- Origin: Minneapolis, Minnesota, United States
- Genres: Garage rock, psychedelic rock
- Years active: 1964–1969
- Labels: Soma Records
- Members: Owen Husney, Doug Ahrens, Cliff Siegel, Jay Luttio, Rick Beresford, Rick Levinson

= The High Spirits =

Garage rock band from Minneapolis, Minnesota

The High Spirits was a garage rock band from Minneapolis, Minnesota, active in the 1960s and signed with Soma Records. While there was a small rotation of members, the original line-up consisted of lead guitar/manager Owen Husney, drums Doug Ahrens, lead vocals Cliff Siegel, bass guitar Rick Beresford, rhythm guitar Rick Levinson, and Jay Luttio on keyboards. The band was among the Midwest groups that are credited with being the forefathers of the later punk rock scene.

Owen Husney later went on to discover and manage the artist, Prince as well as eleven other gold and platinum artists.

==Charts and awards==
The group's first hit was a raveup of Bobby "Blue" Bland's "(Turn on Your) Love Light," recorded on May 7, 1965 and issued on Soma Records. The B side was "Tossin' and Turnin'," recorded at the same session. The record did well in the Twin Cities, and hit Number 1 in both Kansas City (the band performed in KC on two occasions) and Dallas during the fall of 1965, and also was beginning to do well in California and Colorado. A Top 40 chart from San Jose in September 1965 showed that the record was ranked Number 33 in that market.

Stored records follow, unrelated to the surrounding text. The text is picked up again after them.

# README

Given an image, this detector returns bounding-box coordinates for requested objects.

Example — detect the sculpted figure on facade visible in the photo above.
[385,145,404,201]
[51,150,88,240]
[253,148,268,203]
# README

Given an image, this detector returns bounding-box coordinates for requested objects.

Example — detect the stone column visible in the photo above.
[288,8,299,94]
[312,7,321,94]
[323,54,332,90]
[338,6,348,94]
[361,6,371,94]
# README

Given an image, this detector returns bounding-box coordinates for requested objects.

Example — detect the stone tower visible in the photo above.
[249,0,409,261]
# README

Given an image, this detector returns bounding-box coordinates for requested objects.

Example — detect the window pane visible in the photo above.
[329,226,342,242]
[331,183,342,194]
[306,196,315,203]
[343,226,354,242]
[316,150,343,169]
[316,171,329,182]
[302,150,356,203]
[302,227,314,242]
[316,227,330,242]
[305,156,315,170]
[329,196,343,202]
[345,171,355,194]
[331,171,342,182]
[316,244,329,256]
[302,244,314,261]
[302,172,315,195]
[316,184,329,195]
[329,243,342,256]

Their second release was "I Believe" (not the Frankie Laine song), recorded on January 12, 1966 and released on Soma. It was written by rhythm guitar player Rick Levinson. The flip side, recorded at the same session, was "Bright Lights, Big City," a cover of a Jimmy Reed/The Animals tune.

In 2006, the band was inducted into the Minnesota Rock Country Hall of Fame for their contribution to music history.